Alcuni gradini molto simili a quelli da cui mi tuffavo da ragazzo erano stati intagliati nei lati del molo, la cui cima era vuota e quasi lussureggiante come un giardino, a causa dell’erba che era cresciuta fra le pietre. La città in rovina, la mia città di Nessus, anche se era una Nessus di un lontano passato, si stendeva quieta dinnanzi a me. Qualche uccello roteava in alto, ma tacito come le stelle sbiadite dal sole. Il Gyoll, che sussurrava fra sé, sembrava già distaccato da me e dai gusci vuoti degli edifici fra i quali zoppicavo. Non appena fui fuori dalla vista delle sue acque, esso tacque, come un visitatore incerto che smetta di parlare quando entra in un’altra stanza.

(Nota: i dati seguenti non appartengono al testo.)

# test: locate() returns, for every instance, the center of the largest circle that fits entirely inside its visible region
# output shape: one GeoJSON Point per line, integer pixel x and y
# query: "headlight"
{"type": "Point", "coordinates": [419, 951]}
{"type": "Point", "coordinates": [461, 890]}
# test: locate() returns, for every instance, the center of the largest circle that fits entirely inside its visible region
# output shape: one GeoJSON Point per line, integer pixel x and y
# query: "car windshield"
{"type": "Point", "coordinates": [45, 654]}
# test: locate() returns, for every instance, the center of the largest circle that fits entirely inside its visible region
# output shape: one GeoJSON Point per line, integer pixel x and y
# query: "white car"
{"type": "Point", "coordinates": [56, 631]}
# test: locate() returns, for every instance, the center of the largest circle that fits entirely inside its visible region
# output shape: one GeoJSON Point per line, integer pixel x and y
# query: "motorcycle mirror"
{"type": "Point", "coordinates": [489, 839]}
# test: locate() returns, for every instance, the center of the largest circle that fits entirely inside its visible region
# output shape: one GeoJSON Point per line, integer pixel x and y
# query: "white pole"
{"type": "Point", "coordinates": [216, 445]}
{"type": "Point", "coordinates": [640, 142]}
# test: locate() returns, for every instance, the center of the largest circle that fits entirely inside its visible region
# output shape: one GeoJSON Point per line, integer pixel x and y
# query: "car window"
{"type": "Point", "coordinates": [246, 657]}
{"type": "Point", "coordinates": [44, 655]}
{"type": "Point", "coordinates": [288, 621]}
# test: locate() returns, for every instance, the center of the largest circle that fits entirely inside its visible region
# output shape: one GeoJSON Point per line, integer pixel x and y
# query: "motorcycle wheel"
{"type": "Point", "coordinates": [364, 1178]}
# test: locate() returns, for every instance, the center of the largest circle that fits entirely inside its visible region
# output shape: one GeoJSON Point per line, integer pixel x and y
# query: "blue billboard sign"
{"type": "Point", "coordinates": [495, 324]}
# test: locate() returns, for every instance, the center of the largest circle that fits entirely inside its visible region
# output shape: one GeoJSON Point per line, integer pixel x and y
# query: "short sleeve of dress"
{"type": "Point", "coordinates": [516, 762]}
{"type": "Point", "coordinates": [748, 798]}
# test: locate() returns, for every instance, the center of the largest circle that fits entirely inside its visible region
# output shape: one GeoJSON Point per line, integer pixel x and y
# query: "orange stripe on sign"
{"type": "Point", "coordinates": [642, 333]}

Mi sembrava difficile che fosse questo il quartiere da cui (come Dorcas mi aveva detto) venivano prelevati gli utensili ed i pezzi di mobilio. All’inizio, osservai di frequente attraverso porte e finestre, ma non era stato lasciato nulla se non rovine e poche foglie gialle cadute dai giovani alberi che stavano dissestando i pavimenti. Non vidi neppure traccia di razziatori umani, anche se c’erano escrementi di animali, piume e qualche osso sparsi qua e là.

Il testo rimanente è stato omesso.